Eli Mazet gets to his glass-blowing studio—a shed behind his brother’s house in Springfield, Oregon—at 5 a.m. He works for 13 hours, making tens of pieces to be sold at the Saturday Market or glassblowing shops around the country. He’s been blowing glass since 1997 and taught the glass class at the University of Oregon Craft Center from 2008 to 2016.

When Mazet dropped out of college and got a job at UPS, he was content with working there for the rest of his life. Then, Mazet’s brother introduced him to glass, and he’s been doing it ever since. Since starting, he’s taught his ex-wife, current girlfriend, and two daughters to blow glass recreationally.
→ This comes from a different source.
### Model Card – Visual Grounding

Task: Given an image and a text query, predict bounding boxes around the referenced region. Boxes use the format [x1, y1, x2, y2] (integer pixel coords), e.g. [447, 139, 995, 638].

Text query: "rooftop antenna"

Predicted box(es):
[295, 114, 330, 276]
Throughout his glassblowing career, Mazet’s felt the support of his family, customers, and fellow glassblowers. But at the end of the day, “You’re the key to your own future. Nobody’s gonna come out of the sky and do anything for you,” Mazet says. “Everything that you do, you’re going to create on your own.”

Glassblowing is a form of meditation for Mazet. When he turns his torch on, he isn’t thinking about the world outside of him; he’s thinking about how to make the piece in his mind come to life. That’s what meditation is, he says, dreaming about something and building it.

In his 80s, Mazet wants to dig a six-foot ditch in his backyard. The day he doesn’t want to blow glass anymore, he says he’ll “walk around the corner and fall in that ditch.”


“That’s how much I love it,” he says with a smile, “I mean, how could you get tired of this?”